Your heart is a pretty amazing organ. It carries oxygen and nutrients around your body – keeping you moving and functioning on a day-to-day basis. But as the powerhouse of your body, it needs a lot of energy – which means it relies on LOTS of mitochondria. Mitochondria are the batteries within your cells that fuel the energy needs of your organs. So, to keep your heart healthy, it’s important to have healthy mitochondria – and this is something that MitoQ can help with.
If you’re looking for a few key things that you can do to keep your heart healthy, check out the steps below.
#1 Take MitoQ
Studies have shown that MitoQ can support heart health in a few ways. Firstly, it gives your mitochondria the support that they need to significantly fight cell stress – this helps to keep your cells healthy so they have the energy they need to support the health and function of your heart. Human trials have found that MitoQ consumption can improve the arteries’ ability to dilate by 42%, which can result in improved blood flow. MitoQ has also been found to significantly support the health of the aorta – the major artery that transports blood from your heart to the rest of your body. You can purchase MitoQ for yourself here or, for some additional support, you might want to try MitoQ Heart.
#2 Be conscious of your diet
Our eating habits can have a significant impact on our overall health. According to the World Heart Federation, a diet designed around heart health should include a varied diet that consists of plenty of fresh vegetables and fruit, moderate amounts of fats and oils, and a limited amount of salts and sugars. Multiple studies have concluded that a Mediterranean diet can support cardiovascular health. Typically, this is a diet that is high in vegetables, legumes, fruits, whole grains and healthy fats such as nuts, seeds and olive oil.
#3 Quit smoking
Tobacco kills up to half of its users, according to the World Health Organization. Both traditional cigarettes and E-cigarettes are attributed to a decline in heart health. Quitting smoking – or, better yet, never starting – is one of the best things you can do for your heart and overall health. Of course, for many people, this is easier said than done – which is why there are so many services available to support you in taking this step. If you need some motivation, keep New Zealand’s Heart Foundation statistics in mind:
- 20 minutes after you stop smoking, your blood pressure starts to lower
- 8 hours after you stop, your risk of a heart attack begins to decline
- After 12 weeks of quitting, your heart will find it easier to pump blood around your body
- When you’ve been smoke-free for one year, your risk of heart attack falls to half that of someone who smokes
- 15 years after quitting, your risk of having a heart attack drops to the level of someone who has never smoked
#4 Move your body
To function at its best, your body needs exercise. Experts state that exercise contributes to cardiovascular health and has significant heart health benefits. If you’re looking for ways to start small, look for opportunities to exercise within your daily routine. This might mean taking the stairs instead of the elevator, parking a little further away from work or doing some squats while watching television. The key is to find movement that you enjoy: whether this is taking the dog for a walk, going for a swim or dancing around the house with your kids. If you feel like you could do with some further guidance and support, consider hiring a personal trainer – or simply look for some enjoyable workouts on YouTube.

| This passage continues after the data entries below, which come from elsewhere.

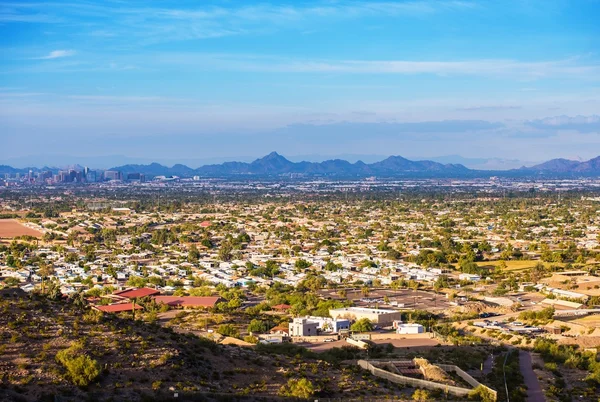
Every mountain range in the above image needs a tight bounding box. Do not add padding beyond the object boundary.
[0,152,600,178]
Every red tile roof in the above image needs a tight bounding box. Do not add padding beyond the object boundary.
[154,296,220,307]
[94,303,142,313]
[269,325,290,334]
[113,288,160,299]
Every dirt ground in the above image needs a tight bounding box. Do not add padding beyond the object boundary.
[0,219,42,239]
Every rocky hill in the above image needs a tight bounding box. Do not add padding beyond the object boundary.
[0,289,398,401]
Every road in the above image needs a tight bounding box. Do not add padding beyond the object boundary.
[483,354,494,375]
[519,350,546,402]
[298,338,439,352]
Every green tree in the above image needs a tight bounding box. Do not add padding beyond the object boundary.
[412,389,433,401]
[350,318,373,332]
[56,342,100,387]
[279,378,316,399]
[217,324,240,338]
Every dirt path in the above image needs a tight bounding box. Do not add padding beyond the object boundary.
[519,350,546,402]
[483,354,494,375]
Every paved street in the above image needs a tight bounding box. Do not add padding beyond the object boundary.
[519,350,546,402]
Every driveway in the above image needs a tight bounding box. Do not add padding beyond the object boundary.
[519,350,546,402]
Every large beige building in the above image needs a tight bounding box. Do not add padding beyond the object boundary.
[329,307,402,326]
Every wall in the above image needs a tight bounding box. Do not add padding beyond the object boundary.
[371,332,433,340]
[290,335,338,343]
[346,338,369,349]
[358,360,498,399]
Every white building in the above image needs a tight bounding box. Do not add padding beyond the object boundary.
[396,324,425,335]
[290,318,319,336]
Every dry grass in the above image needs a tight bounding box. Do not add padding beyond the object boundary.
[0,219,42,239]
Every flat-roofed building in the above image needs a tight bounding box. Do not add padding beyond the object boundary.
[290,318,319,336]
[329,307,402,325]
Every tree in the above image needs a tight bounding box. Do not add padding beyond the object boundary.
[279,378,316,399]
[56,342,100,387]
[350,318,373,332]
[294,258,311,270]
[248,320,269,334]
[219,242,233,261]
[217,324,240,338]
[412,389,433,401]
[469,385,496,402]
[188,244,200,264]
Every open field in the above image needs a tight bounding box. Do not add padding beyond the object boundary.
[477,260,565,271]
[572,314,600,328]
[0,219,42,239]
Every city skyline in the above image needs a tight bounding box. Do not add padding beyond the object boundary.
[0,1,600,161]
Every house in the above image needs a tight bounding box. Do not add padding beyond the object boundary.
[306,317,350,333]
[269,325,290,336]
[289,318,319,336]
[271,304,292,313]
[113,288,160,299]
[458,274,481,282]
[153,296,221,308]
[329,307,402,326]
[396,324,425,334]
[93,303,142,313]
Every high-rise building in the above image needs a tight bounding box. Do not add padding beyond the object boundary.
[84,168,97,183]
[104,170,121,180]
[127,173,146,183]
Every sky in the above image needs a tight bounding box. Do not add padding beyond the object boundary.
[0,0,600,166]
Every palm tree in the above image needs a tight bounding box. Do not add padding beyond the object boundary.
[38,263,54,293]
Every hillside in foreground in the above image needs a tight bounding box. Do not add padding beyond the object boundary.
[0,289,400,401]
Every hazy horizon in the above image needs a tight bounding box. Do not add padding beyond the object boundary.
[0,0,600,163]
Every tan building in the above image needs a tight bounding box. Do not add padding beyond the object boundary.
[329,307,402,326]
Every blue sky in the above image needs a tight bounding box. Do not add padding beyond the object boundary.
[0,0,600,163]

If you’ve been struggling with ongoing stress, it’s a good idea to start looking into some stress management techniques. Long-term, stress can have a serious impact on your mental and physical health – including the health of your heart. The good news is, there are plenty of proven ways to combat stress. Multiple studies have concluded that meditation, exercise, the support of a therapy dog and/or cognitive-behavioral therapy (CBT) can be used as effective strategies that can be used to reduce stress.
#6 Check in with your primary care physician
Of course, if you are concerned about your heart health or are struggling to maintain the healthy lifestyle choices above, it’s always a good idea to check in with a professional. Get in touch with your primary care physician if you have any questions relating to your personal health needs.